Teradata employs two distinct approaches in Ordered Analytic Function for preparing data geography necessary for processing. This article elucidates both approaches and their respective merits and demerits.
Teradata Ordered Analytical Functions
Teradata Analytic Functions are versatile tools that allow for a range of applications. The capability to retrieve previous and subsequent rows is critical in numerous inquiries.
To calculate the running total of a metric over the past three days, follow these steps:
- The rows have to be sorted ascending by date
- The summation is carried out:
- The value of the current row is added to the sum of the previous row
- The value of the row that lies three days back is subtracted
All of these steps can be executed using a solitary SQL statement.
SELECT SUM(Amount) OVER (PARTITION BY Department_Id ORDER BY Sales_Date ROWS BETWEEN 2 PRECEDING AND CURRENT ROW ) AS RunningSum
FROM Sales;
Teradata Ordered Analytical Functions & Performance Considerations
- Any available compressed Join Index or Hash Index is not used when using Teradata Analytical Functions.
- All rows which fall into the same partition are moved to the same AMP. Changing data geography can cause “out of spool” situations. By partition, we mean the columns defined in the PARTITION BY part of the Ordered Analytic Function. This is not to be confused with Row Level Partitioning.
- Skewing can occur since the rows of a partition are copied to the same AMP.
Teradata evenly distributes rows across AMPs using one of two methods.
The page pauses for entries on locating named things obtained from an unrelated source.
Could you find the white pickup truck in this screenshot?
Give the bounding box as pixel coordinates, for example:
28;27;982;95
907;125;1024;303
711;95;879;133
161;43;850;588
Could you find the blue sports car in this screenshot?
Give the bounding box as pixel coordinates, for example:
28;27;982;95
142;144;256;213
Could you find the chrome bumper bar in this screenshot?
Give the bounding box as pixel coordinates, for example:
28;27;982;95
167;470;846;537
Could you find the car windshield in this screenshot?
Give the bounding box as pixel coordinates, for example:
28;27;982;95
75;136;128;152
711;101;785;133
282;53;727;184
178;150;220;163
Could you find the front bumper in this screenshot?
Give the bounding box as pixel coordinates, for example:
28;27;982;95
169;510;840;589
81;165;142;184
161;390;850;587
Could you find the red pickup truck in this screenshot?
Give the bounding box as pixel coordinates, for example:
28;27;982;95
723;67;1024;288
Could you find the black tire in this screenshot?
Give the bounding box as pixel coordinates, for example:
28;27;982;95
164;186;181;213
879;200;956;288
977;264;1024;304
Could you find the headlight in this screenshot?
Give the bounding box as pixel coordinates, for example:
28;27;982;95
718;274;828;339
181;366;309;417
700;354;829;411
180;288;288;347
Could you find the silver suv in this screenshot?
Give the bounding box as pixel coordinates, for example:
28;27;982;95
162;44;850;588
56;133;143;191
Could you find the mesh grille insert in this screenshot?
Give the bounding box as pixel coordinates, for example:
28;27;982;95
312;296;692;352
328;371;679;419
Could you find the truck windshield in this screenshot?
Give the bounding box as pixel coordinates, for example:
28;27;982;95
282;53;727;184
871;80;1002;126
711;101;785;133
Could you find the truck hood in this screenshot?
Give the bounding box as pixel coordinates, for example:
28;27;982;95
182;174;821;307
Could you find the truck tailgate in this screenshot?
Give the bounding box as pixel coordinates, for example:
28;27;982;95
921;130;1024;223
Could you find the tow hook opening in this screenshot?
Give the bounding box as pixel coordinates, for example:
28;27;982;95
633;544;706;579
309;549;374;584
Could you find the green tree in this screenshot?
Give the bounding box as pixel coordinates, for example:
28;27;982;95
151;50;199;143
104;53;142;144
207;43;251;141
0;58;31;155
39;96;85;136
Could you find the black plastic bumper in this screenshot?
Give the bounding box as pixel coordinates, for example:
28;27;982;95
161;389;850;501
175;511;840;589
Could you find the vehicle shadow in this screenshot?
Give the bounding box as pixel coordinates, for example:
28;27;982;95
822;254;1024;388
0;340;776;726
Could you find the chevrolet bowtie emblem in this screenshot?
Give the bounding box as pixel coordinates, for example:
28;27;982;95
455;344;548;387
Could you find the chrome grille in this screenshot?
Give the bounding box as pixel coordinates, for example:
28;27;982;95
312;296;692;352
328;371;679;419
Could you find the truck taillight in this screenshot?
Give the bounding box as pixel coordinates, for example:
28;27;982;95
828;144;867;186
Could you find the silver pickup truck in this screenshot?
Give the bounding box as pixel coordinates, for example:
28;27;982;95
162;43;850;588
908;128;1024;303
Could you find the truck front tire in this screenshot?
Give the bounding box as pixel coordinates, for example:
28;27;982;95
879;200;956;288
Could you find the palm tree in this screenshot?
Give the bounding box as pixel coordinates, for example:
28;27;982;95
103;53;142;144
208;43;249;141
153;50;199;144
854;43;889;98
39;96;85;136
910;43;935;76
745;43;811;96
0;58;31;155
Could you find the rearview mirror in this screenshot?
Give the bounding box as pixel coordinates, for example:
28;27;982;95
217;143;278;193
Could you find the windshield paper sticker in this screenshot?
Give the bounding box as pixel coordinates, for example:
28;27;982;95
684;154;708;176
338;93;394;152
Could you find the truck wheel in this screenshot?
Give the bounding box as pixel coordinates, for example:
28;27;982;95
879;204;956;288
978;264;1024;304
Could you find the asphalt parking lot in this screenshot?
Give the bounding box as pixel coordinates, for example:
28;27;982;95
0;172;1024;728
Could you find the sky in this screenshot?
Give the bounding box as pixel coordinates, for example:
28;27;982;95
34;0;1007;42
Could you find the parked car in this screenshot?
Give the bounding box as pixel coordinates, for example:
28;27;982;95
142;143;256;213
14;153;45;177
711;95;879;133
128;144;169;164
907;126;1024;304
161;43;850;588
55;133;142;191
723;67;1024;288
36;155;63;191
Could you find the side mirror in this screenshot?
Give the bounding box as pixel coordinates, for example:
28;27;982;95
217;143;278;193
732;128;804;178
- Suppose the number of distinct values of the PARTITION BY columns is higher than that of AMPS. In that case, the distribution is carried out according to the PARTITION BY key using the well-known hashing algorithm on the partition by columns.
- Suppose the number of distinct values of the PARTITION BY columns is higher than that of AMPS. In that case, the distribution is carried out according to the ranges of key values defined by the PARTITION by columns plus the ORDER BY column(s).
A Simple Trick to Reduce the Skewing
We can expand the PARTITION BY or ORDER BY by adding more columns with diverse values. However, the supplementary column should not alter the query’s meaning.
We added a column to the ORDER BY clause, which reduces skewing only if the clause is utilized for data distribution.
Original Query (Heavily Skewed)
SELECT SUM(Amount) OVER (PARTITION BY Customer_Id ORDER BY Due_Date ASC ) AS TotalSum
FROM Ranges;
MinAMPIO = 102
MaxAMPIO = 237
Optimized Query (Less Skewed)
SELECT SUM(Amount) OVER (PARTITION BY Customer_Id ORDER BY Due_Date ASC, QuiteUniqueColumn ) AS TotalSum
FROM Ranges;
MinAMPIO = 191
MaxAMPIO = 231
How to determine how the Rows are distributed?
If range distribution is utilized, the execution plan will display the statement “redistributed by value to all AMPs.”
Explain SELECT SUM(Amount) OVER (PARTITION BY Customer_Id ORDER BY Due_Date ASC, QuiteUniqueColumn ) AS TotalSum
FROM Ranges;
1) First, we lock DWHPRO.Ranges in TD_MAP1 for read on a reserved
RowHash to prevent global deadlock.
2) Next, we lock DWHPRO.Ranges in TD_MAP1 for read.
3) We do an all-AMPs STAT FUNCTION step in TD_MAP1 from DWHPRO.Ranges
by way of an all-rows scan with no residual conditions into Spool
5 (Last Use), which is assumed to be redistributed by value to all
AMPs in TD_Map1. The result rows are put into Spool 1
(group_amps), which is built locally on the AMPs. The size is
estimated with low confidence to be 293,656 rows (12,039,896
bytes). The estimated time for this step is 0.57 seconds.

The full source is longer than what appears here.